By [19], we know that an even (18, M, 8) code with \(M \ge 65\) cannot be shortened to a \((17,M',8)\) code with \(M' \ge 35\). Hence, if such a code exists, it can be shortened to a \((17,M',8)\) code with \(\lceil 65/2\rceil = 33 \le M' \le 34\). However, when lengthening the classified even (17, 33, 8) and (17, 34, 8) codes, the largest number of codewords that can be added is 7 and 3, respectively. Consequently, \(A(18,8) < 65\), and the theorem follows. \(\square \)

Corollary 3.1

\(A(n,8) = 2^{n-12}\) for \(18 \le n \le 24\).

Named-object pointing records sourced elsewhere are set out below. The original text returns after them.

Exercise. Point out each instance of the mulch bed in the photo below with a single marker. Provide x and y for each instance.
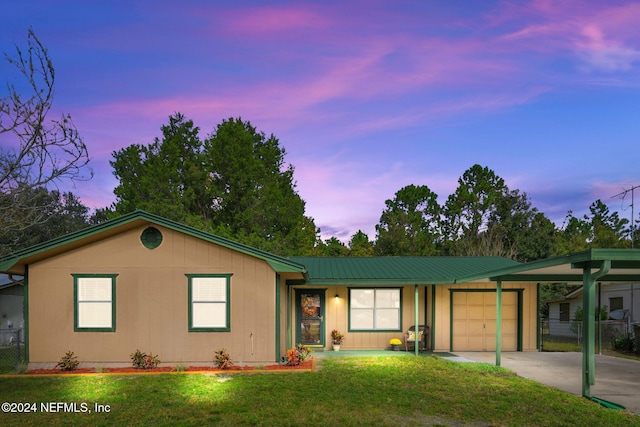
(303, 366)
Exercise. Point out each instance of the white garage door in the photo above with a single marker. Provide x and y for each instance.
(474, 321)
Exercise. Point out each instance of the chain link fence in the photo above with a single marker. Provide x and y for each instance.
(11, 350)
(566, 335)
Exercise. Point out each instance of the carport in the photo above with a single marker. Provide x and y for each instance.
(588, 268)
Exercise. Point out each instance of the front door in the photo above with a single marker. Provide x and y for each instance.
(310, 317)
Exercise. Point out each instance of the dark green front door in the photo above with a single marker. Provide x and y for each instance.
(310, 317)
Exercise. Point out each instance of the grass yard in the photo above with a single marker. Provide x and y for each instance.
(349, 391)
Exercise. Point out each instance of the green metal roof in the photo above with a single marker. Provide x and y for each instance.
(15, 262)
(625, 267)
(397, 270)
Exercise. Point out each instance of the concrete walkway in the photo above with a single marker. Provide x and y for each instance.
(617, 380)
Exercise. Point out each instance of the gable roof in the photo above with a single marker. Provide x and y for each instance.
(392, 270)
(15, 263)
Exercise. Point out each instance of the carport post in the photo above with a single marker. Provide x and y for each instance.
(416, 298)
(588, 324)
(498, 321)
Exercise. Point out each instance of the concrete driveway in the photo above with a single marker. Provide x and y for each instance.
(617, 380)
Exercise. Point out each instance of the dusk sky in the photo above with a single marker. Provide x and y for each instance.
(365, 96)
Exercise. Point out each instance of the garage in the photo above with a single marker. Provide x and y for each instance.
(473, 320)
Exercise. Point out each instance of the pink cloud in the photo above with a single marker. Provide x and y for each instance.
(602, 36)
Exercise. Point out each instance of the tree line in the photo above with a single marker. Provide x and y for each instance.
(235, 183)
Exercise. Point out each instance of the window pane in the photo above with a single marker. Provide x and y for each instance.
(209, 289)
(94, 289)
(209, 315)
(615, 304)
(94, 315)
(362, 298)
(361, 319)
(388, 298)
(387, 318)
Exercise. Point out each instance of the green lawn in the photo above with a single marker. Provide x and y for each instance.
(349, 391)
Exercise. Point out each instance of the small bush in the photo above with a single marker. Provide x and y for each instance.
(68, 362)
(222, 359)
(623, 343)
(142, 360)
(296, 356)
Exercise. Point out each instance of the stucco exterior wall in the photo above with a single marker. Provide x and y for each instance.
(337, 315)
(152, 302)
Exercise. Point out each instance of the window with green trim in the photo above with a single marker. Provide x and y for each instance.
(374, 309)
(94, 302)
(209, 302)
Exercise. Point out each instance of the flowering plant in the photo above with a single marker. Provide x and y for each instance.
(337, 337)
(143, 360)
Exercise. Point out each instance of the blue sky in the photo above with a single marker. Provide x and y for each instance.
(365, 96)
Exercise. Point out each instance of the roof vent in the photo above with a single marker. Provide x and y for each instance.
(151, 238)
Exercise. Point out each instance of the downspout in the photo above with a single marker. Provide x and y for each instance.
(25, 302)
(288, 343)
(498, 322)
(588, 325)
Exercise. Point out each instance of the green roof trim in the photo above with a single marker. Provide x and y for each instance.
(392, 270)
(625, 267)
(130, 220)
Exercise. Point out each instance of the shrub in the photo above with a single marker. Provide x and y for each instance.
(221, 359)
(296, 356)
(143, 360)
(623, 343)
(337, 337)
(68, 362)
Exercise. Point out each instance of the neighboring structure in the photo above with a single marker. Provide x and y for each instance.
(620, 302)
(615, 296)
(143, 282)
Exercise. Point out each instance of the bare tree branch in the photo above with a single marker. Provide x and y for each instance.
(35, 151)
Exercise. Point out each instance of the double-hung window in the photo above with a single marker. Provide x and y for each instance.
(374, 309)
(94, 302)
(209, 302)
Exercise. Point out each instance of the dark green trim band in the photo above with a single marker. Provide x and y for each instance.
(278, 353)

The intermediate results were validated by double counting [10, Sect. 10.2]. Consider the step of classifying the even (nMd) codes, \(\mathcal{C}\), from representatives of even \((n-1,M',d)\) codes with \(M'\ge M/2\), \(\mathcal{C}'\). Let N(C) denote the total number of codes found when lengthening a code \(C \in \mathcal{C}'\), before isomorph rejection. Further, let \(S(C)=1\) if \(|C|=M/2\) and \(S(C)=2\) otherwise (in the former case, an (nMd) code can be obtained from two subcodes, but in the latter case only from one). Utilizing the orbit–stabilizer theorem, we may now in two ways count the number of labelled (nMd) codes with only even-weight or only odd-weight codewords:

$$\begin{aligned} \sum _{C \in \mathcal {C}} \frac{2^nn!}{|\text{ Aut }(C)|} = \sum _{C \in \mathcal {C'}} \frac{2^{n-1}(n-1)!N(C)S(C)}{|\text{ Aut }(C)|}. \end{aligned}$$
(1)

When classifying the even (16, 17, 8) codes from the even \((15,M',8)\) codes with \(M' \ge 9\), both sides of (1) give

$$\begin{aligned} 2\,124\,460\,504\,747\,223\,745\,822\,720\,000 \end{aligned}$$

and when classifying the even (17, 33, 8) codes from the even \((16,M',8)\) codes with \(M' \ge 17\) (by [18] we may also assume that \(M' \le 20\)), both sides of (1) give

$$\begin{aligned} 20\,718\,513\,827\,648\,372\,736\,000. \end{aligned}$$

The computations were carried out on a compute cluster with 256 cores with 2.4-GHz Intel Xeon E5-2665 processors and 192 cores with 2.5-GHz Intel Xeon E5-2680v3 processors, with two virtual cores for each physical core. The total amount of compute time for the virtual cores was approximately 37 years, practically all of which was spent on extending the even (16, 17, 8) codes to even (17, 33, 8) codes by clique search.

It is known that the optimal (23, 2048, 8) and (24, 4096, 8) codes are unique [25]; see [5] for a later and simpler proof. A classification of the optimal \((n,2^{n-12},8)\) codes for \(18 \le n \le 22\) does not seem too far away but would still require at least hundreds of years of core time with the current approach. One way to speed up the search could be to make use of theoretical results, which were crucial for making the classification in [12] possible.